Chapitre 5
Quelques instants après ma nomination officielle, une voiture et son escorte s'arrêtèrent au pied de l'immeuble.
Les bottes des soldats de la Chancellerie résonnèrent dans toute la cage d'escalier. Le vacarme s'arrêta à mon étage. On frappa à la porte. Une fois.
Une seconde fois, avec insistance.
Dans un ultime effort, je me séparai de Colette pour ouvrir aux hommes. Devant moi, sur le palier, se tenaient un officier et ses hommes. Ils me saluèrent sur le champ. Le gradé s'avança, un papier à la main.
_ Au nom de l'État Providence, je vous présente tous mes respects et vous invite à me suivre pour vous aider à accomplir vos nouveaux devoirs.

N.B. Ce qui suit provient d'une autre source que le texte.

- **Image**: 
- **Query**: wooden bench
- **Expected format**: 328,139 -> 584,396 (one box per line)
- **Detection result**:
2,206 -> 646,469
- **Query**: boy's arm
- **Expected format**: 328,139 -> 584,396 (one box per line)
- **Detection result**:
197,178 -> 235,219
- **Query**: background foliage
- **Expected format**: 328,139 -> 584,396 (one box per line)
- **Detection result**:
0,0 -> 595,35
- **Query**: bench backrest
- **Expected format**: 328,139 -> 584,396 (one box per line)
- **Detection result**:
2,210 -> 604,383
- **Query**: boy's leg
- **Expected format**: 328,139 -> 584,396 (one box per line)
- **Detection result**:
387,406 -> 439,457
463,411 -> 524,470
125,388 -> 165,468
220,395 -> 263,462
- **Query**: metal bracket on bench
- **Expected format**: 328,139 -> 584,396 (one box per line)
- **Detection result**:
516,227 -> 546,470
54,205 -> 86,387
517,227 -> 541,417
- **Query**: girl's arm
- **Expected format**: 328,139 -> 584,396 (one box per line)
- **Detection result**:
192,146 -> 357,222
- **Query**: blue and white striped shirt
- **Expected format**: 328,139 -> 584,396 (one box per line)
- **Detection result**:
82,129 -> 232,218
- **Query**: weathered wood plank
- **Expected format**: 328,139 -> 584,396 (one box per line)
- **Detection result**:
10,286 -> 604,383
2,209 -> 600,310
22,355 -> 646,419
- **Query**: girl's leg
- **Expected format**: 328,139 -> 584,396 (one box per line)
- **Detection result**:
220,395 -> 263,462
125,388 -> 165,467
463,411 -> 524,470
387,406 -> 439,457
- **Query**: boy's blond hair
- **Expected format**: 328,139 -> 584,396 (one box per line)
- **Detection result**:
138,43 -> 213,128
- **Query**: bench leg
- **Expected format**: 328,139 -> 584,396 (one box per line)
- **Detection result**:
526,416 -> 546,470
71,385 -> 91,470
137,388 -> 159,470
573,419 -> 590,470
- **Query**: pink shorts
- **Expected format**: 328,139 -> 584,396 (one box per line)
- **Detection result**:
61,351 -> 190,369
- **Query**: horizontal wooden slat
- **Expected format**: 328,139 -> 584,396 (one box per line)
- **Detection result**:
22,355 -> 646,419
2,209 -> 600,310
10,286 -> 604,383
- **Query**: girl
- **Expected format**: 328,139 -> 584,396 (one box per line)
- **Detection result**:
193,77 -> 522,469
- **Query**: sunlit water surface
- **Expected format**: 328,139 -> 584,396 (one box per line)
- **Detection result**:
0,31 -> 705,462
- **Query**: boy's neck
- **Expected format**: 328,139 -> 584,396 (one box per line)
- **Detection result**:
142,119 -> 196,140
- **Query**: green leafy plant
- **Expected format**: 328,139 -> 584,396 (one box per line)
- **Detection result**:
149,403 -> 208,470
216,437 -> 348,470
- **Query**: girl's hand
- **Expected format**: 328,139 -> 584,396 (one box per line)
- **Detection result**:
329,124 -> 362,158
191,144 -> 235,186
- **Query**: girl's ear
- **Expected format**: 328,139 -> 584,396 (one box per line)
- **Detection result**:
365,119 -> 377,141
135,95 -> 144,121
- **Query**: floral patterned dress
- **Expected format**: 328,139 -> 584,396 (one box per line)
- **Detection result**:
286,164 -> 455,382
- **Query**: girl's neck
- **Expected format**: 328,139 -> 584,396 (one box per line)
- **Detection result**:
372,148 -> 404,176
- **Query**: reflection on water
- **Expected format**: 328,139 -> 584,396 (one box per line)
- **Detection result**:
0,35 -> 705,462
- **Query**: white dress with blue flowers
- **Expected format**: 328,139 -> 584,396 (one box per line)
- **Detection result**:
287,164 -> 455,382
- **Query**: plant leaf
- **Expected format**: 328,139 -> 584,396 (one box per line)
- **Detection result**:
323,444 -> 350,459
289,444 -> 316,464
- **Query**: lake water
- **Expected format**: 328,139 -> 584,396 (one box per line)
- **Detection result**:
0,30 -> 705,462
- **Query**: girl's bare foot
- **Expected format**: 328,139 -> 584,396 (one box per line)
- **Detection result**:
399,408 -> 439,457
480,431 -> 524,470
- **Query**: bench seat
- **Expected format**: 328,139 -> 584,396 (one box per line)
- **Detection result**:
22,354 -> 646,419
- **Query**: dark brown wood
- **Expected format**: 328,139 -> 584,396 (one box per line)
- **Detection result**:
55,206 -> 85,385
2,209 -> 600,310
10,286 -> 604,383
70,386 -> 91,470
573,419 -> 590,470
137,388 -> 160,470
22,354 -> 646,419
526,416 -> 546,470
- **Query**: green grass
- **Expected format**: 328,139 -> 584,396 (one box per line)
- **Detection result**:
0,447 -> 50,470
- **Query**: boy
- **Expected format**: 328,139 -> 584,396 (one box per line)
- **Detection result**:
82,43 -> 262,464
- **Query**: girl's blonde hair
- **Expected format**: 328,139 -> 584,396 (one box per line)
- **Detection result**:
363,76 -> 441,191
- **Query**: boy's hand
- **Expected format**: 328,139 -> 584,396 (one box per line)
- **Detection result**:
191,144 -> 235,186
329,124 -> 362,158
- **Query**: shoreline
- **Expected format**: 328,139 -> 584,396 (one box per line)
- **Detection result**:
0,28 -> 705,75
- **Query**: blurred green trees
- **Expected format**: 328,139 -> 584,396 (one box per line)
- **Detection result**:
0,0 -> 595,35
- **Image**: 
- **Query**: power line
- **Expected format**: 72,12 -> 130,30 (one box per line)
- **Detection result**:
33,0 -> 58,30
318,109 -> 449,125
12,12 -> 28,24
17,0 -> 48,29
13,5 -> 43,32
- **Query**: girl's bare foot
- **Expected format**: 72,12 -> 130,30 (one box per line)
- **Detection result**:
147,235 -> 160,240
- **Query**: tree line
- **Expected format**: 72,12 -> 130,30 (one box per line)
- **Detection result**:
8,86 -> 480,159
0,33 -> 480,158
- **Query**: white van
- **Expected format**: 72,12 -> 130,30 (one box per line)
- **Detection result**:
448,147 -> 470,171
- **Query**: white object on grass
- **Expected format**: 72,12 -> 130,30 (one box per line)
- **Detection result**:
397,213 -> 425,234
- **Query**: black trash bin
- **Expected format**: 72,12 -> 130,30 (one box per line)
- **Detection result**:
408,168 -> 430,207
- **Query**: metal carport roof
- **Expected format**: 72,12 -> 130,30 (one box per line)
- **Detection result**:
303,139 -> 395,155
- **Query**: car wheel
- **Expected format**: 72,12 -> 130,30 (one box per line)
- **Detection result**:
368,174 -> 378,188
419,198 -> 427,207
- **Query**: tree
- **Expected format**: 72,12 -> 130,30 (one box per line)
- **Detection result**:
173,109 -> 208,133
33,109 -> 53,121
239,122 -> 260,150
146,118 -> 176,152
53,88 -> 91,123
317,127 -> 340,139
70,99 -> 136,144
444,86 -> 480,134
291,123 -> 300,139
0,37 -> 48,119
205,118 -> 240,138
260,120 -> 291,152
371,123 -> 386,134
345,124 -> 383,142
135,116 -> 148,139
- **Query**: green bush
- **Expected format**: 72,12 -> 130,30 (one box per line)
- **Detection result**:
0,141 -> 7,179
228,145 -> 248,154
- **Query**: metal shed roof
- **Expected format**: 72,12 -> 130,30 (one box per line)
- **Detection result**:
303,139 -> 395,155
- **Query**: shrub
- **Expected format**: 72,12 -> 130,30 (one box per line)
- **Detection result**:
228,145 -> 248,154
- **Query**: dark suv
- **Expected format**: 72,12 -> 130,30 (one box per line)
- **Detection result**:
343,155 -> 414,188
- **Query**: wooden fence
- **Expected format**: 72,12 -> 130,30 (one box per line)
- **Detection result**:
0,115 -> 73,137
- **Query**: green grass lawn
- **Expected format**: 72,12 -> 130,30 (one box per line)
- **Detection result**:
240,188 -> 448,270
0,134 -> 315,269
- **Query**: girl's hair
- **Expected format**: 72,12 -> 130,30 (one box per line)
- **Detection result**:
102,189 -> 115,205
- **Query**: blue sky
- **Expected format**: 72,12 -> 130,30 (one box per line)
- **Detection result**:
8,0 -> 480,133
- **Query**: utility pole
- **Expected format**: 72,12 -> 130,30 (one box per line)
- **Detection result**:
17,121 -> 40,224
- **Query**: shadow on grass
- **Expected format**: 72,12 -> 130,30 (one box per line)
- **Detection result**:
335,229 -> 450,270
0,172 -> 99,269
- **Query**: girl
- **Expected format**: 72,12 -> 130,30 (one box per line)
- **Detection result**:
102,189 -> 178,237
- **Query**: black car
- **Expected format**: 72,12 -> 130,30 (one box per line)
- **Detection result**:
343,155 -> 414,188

Sans un mot, je pris alors ma casquette et la valise que j'avais préparées à contrecœur lorsque j'avais pressenti l'issue de ce tirage. Je serrai une dernière fois Colette dans mes bras.
_ Ne t'en fais pas, ça va aller, lui dis-je sans vraiment y croire.
Je lui caressai la tête, doucement, pour qu'elle se calme. Elle profita de mon contact jusqu'au dernier instant.
Au troisième signe d'impatience du militaire, je pris le chemin du départ, résigné.
L'officier, avant de m'emboiter le pas, jeta un coup d'œil au tableau d'Abdelkrim Bouader, abandonné à côté d'un chiffon. Il fit un pas vers Colette.
_ Je comprends votre empressement, chère madame. N'ayez crainte. La photo officielle de votre mari, aujourd'hui élu Chanceux Chancelier par les lois du hasard, vous sera portée dès demain. Elle remplacera le portrait ici présent. Je m'y engage personnellement !
Après un salut militaire, il referma la porte derrière lui, laissant Colette seule, au milieu du salon.
Dehors, la foule s'était massée devant l'immeuble. Les soldats de la garde parvenaient, non sans mal, à contenir les hommes et les femmes qui encerclaient le véhicule officiel. On me pressa d'y monter, par anticipation du débordement qui allait survenir. J'obtempérai, me glissant sur les sièges arrière. Les lourdes portières se refermèrent après moi, étouffant le brouhaha de l'extérieur.